Auf den harten Stadionboden geknallt
Noch immer wäre er eigentlich einer der größten Konkurrenten von Duplantis, aber an diesem Tag wurde der Wettkampf zu seinem persönlichen Drama. Bereits vor zwei Wochen war Lavillenie in der Vorbereitung schmerzhaft umgeknickt, hatte sich die Bänder im Sprunggelenk gezerrt. Und nun, am Dienstag in Tokio, knallte der Franzose beim Einspringen aus fünf Metern Höhe statt auf die weiche Matte auf den harten Stadionboden, nachdem er den Absprung beim Probeversuch verpatzt hatte.
Renaud Lavillenie: Der Verzweiflung nah
Foto: Matthias Schrader / APDanach quälte sich Lavillenie durch den Wettkampf, sprach immer wieder mit den Trainern, unterhielt sich auch wiederholt mit Duplantis, kämpfte zwischendurch mit den Tränen vor Schmerz und Enttäuschung. Man mochte es kaum mitansehen.
Trotzdem versuchte er sein Bestes. Aber bis auf einen gelungenen Sprung über 5,70 Meter kam nichts heraus. Lavillenie kam als Achter ins Klassement. In drei Jahren sind die Sommerspiele in Paris, in seiner Heimat. Ob er es dann mit 37 noch einmal schaffen wird, ist völlig offen.

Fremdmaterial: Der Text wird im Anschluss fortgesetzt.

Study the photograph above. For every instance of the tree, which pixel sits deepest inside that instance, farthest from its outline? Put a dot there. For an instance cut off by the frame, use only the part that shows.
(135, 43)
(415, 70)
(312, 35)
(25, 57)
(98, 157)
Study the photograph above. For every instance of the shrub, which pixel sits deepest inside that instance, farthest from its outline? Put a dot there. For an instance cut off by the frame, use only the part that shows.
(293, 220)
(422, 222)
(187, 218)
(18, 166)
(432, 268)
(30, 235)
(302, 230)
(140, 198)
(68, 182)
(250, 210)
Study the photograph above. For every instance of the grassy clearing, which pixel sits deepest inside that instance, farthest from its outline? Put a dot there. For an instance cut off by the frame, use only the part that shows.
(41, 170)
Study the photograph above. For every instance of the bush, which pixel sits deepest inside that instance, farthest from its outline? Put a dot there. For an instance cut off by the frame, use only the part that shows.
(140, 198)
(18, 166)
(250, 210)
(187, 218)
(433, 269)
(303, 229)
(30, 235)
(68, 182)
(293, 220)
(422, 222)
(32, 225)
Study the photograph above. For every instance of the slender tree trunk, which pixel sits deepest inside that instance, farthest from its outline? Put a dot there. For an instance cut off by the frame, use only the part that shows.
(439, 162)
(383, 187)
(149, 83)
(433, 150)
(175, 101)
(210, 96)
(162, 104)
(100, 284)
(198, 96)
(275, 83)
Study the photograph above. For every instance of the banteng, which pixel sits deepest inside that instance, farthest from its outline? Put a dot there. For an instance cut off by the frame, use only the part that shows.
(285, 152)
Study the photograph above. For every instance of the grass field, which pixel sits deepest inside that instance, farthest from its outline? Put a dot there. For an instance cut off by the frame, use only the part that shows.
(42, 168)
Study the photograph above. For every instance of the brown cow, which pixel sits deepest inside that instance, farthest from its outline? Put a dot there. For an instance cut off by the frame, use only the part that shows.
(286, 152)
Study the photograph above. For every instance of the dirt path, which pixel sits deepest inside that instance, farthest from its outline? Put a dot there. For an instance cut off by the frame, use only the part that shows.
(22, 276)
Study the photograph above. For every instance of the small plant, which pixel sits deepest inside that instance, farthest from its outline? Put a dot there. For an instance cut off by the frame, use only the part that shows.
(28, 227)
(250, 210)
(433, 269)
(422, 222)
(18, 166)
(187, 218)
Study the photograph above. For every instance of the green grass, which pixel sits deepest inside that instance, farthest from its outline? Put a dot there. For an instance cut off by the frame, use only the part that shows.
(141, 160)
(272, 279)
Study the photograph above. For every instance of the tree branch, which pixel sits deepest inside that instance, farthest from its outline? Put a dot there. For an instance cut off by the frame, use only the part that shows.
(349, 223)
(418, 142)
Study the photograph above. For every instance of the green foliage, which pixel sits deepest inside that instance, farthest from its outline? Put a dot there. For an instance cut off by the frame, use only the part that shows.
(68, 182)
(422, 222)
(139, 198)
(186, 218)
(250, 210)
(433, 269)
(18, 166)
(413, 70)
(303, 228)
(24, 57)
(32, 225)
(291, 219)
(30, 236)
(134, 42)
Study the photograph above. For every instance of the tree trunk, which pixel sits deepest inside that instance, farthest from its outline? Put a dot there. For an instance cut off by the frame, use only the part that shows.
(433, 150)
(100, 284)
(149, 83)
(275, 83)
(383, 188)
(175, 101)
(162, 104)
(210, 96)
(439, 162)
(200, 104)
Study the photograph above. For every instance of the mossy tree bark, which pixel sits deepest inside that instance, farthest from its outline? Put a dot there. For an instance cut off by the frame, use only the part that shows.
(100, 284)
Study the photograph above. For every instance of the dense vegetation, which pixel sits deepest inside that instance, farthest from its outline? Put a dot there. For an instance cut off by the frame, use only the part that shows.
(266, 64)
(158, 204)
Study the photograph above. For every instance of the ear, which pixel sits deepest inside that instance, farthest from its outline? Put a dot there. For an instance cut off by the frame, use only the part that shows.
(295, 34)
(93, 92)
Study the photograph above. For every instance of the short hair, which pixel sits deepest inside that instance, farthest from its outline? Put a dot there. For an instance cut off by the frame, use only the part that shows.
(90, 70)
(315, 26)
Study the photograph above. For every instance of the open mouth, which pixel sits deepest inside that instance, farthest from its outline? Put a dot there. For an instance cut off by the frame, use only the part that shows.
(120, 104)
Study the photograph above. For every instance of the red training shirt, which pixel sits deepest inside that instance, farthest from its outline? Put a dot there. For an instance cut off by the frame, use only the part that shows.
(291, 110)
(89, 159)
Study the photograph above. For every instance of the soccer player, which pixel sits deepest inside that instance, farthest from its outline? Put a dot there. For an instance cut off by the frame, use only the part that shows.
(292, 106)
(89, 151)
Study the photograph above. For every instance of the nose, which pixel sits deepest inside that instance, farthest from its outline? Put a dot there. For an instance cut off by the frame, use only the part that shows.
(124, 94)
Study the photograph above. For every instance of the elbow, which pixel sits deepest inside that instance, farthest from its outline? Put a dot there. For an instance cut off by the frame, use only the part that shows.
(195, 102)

Ohnehin hätte er an diesem Tag schon in absoluter Topform sein müssen, um Duplantis nur annähernd zu gefährden. Da auch der andere Hauptrivale des Schweden, der Weltmeister Sam Kendricks, wegen eines positiven Coronatests als Konkurrenz ausgefallen war, gab es über die Goldmedaille ohnehin nicht viel zu diskutieren. Fünf Sprünge brauchte Duplantis, um sich das ersehnte Gold zu holen, fünfmal nahm er die Höhen im ersten Versuch, 5,55 – 5,80 – 5,92 – 5,97 – 6,02 Meter, danach blieb ihm nur noch der Weltrekordversuch.
Schon 20 Mal über die sechs Meter
Viermal ist der Sohn eines US-amerikanischen Vaters und einer schwedischen Mutter in dieser Saison bereits über die 6-Meter-Marke gesprungen, oder besser: geflogen. Insgesamt hat er das schon 20 Mal geschafft. In der Halle hat er im Vorjahr in Glasgow bereits 6,18 Meter überquert, das gilt als offizieller Weltrekord auch im Freien, wo er bisher 6,15 Meter gemeistert hat, auch das in der Vorsaison, in Rom. Vor fünf Jahren im Alter von 16 tauchte er bei den Junioren auf und vernichtete dort bereits einen Rekord nach dem anderen. Schon zwei Jahre später lag er bei übersprungenen 5,90 Metern. Lavillenie hat das erstmals mit 22 geschafft, der legendäre Sergej Bubka mit 21. Duplantis mit 18.
Bubka, Mister Stabhochsprung, hat in seiner langen glorreichen Laufbahn 35 Mal den Weltrekord verbessert, in der Halle und im Freien. Davon ist Duplantis noch entfernt, aber wer gesehen hat, wie er über die 6,02 Meter gegangen ist, wie viel Luft sich zwischen Körper und Latte dort noch ausbreiten konnte, der weiß: Dieser junge Schwede ist noch lange nicht am Ende seiner Möglichkeiten angekommen.
Mit dem Erscheinen von Duplantis auf der Bildfläche muss man über Höhen von 6,20 Metern bis 6,30 Metern nachdenken. Wenn er in dieser Sportart, die Verletzungen fast provoziert, fit und gesund bleibt, dann kann man sich nicht vorstellen, wer ihn in den nächsten zehn Jahren gefährden sollte.
Obwohl: Die Familie Duplantis hat vier Kinder, Armand, Andreas, Antoine und Johanna. Alle vier betreiben Stabhochsprung.